Un autre mythe en éducation: l'innovation synonyme d'efficacité

Dans un éditorial publié dans La Presse, Alexandre Sirois montre à quel point l'opinion de certains chroniqueurs traduit parfois leur profond manque de compréhension du monde de l'éducation et de son histoire des vingt dernières années, pour ne pas dire plus. Ceux-ci reprennent, comme dans ce texte, des mythes qui sont nuisibles quant aux apprentissages de nos jeunes.

M. Sirois explique que le ministre de l'Éducation, M. Proulx, ne pourra pas se défiler quand viendra le temps de «moderniser» l'école québécoise. Il cite à cet effet de nombreux exemples de pratiques innovantes. Mais voilà: manifestement, M. Sirois ne semble pas savoir que l'école québécoise a justement eu son lot de d'idées innovantes mais peu ou pas efficaces au cours des années. Qu'on souligne la dernière réforme qui n'a pas réussi à motiver davantage les élèves, ne les a pas amené à réussir davantage ou à mieux écrire. Pour tenter de redresser le tout, on a d'ailleurs connu des tentatives de rapiéçage ici et là, entre autres concernant le programme d'histoire, d'éducation financière et j'en passe tellement la liste serait longue.

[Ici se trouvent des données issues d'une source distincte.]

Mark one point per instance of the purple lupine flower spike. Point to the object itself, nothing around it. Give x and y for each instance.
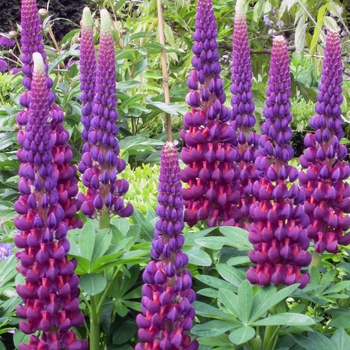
(67, 183)
(167, 295)
(325, 178)
(243, 119)
(209, 153)
(50, 293)
(87, 73)
(31, 41)
(101, 164)
(278, 231)
(6, 42)
(5, 250)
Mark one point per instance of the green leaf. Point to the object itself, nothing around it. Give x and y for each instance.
(209, 292)
(267, 297)
(102, 241)
(213, 312)
(286, 319)
(215, 282)
(212, 328)
(330, 23)
(231, 274)
(238, 237)
(341, 340)
(146, 227)
(300, 33)
(242, 335)
(245, 300)
(119, 5)
(320, 15)
(337, 288)
(197, 256)
(125, 331)
(129, 84)
(87, 240)
(215, 243)
(20, 337)
(93, 283)
(314, 341)
(171, 108)
(220, 340)
(238, 260)
(230, 301)
(126, 53)
(133, 234)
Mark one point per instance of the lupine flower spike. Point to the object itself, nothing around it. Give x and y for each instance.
(212, 194)
(87, 73)
(167, 295)
(243, 119)
(67, 185)
(325, 178)
(101, 165)
(278, 232)
(5, 250)
(50, 293)
(31, 41)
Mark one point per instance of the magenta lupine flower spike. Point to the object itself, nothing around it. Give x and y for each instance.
(50, 293)
(243, 119)
(167, 295)
(324, 180)
(212, 194)
(101, 165)
(278, 231)
(87, 73)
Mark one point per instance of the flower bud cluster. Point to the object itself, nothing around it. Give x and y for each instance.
(87, 73)
(209, 152)
(50, 293)
(167, 295)
(278, 232)
(243, 119)
(324, 180)
(100, 163)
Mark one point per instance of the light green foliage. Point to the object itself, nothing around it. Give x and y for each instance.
(143, 188)
(6, 81)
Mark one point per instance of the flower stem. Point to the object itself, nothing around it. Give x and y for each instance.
(164, 68)
(316, 260)
(95, 333)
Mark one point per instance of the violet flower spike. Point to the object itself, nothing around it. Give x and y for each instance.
(67, 183)
(100, 165)
(167, 313)
(6, 42)
(87, 73)
(325, 178)
(243, 119)
(209, 153)
(278, 231)
(3, 65)
(5, 250)
(50, 293)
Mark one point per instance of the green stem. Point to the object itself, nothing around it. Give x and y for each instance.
(270, 332)
(95, 333)
(316, 260)
(105, 218)
(104, 295)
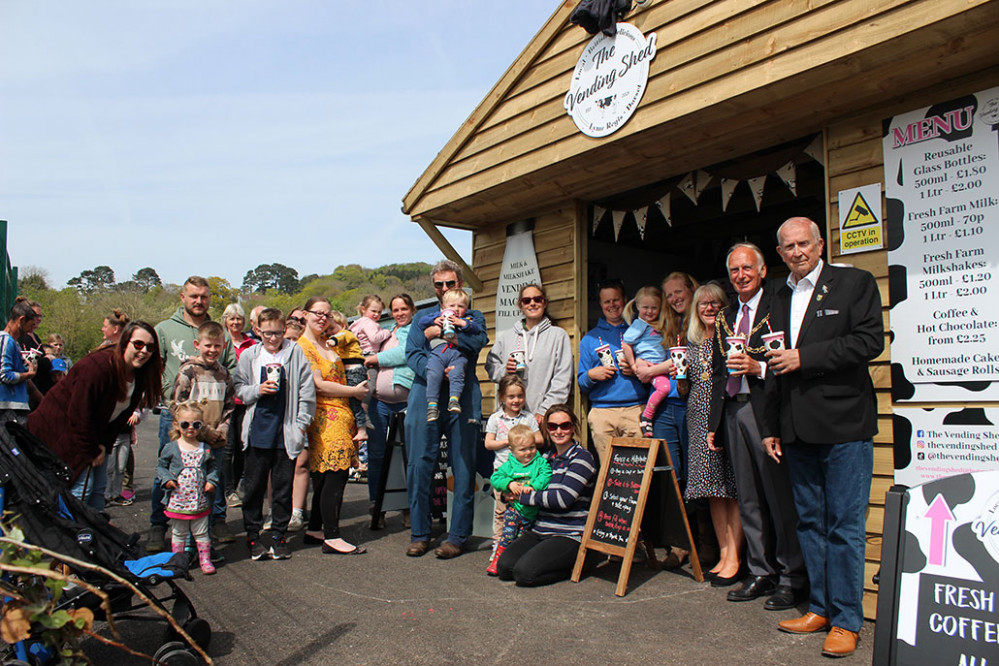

Parmi les pratiques innovantes que suggère cet éditorialiste, on retrouve celle d'une école danoise avec une multitude d'espaces de travail et de détente. Très bien, mais quels ont été résultats de cette initiative? Sur combien de temps? Avec quelles ressources? Où sont les données probantes, pour reprendre une expression à la mode? Bref, il serait grand temps qu'on cesse de demeurer en surface et qu'on soit plus critique quand il s'agit de commenter ce qui concerne l'éducation de nos enfants.

Pour M. Sirois, il semble que seules les pratiques nouvelles sauront «donner le gout d'apprendre» aux jeunes. Moi qui ne suis qu'un modeste enseignant, je me permets de lui dire une chose : les jeunes aiment apprendre quand ils comprennent ce qu'ils font, quand on les rend capables et autonomes. Or, trop souvent, notre école québécoise se contente de faire réussir des élèves qui maitrisent peu ce qu'ils font. Comment peut-on aimer les mathématiques, par exemple, quand on est rendu en troisième secondaire, comme certains élèves, et qu'on n'a pas réussi ce cours depuis la cinquième année du primaire? Où trouver la soif d'apprendre et la motivation quand l'élève sait qu'il ne doit sa réussite qu'à des tours de passe-passe administrative?

Au lieu d'être rigoureuse dans ses pratiques, honnête avec les jeunes et de leur donner les ressources additionnelles quand elles sont nécessaires, notre école se glorifie de statistiques ronflantes en promouvant des élèves qui n'ont pas toujours les acquis nécessaires à leur véritable réussite. Et les beaux murs de M. Lavoie, les bons repas de M. Ricardo, les amusantes activités de M. Lavoie, les pratiques innovantes de M. Sirois n'y changeront rien. Le mal est bien plus profond. Et certains textes - adressés au ministre de l'Éducation - contribuent à maintenir une pensée magique dangereuse. Il ne reste qu'à espérer que celui-ci saura y résister.

* Ce texte a été modifié depuis sa première publication le 27 septembre 2017


2 commentaires:

Lau a dit…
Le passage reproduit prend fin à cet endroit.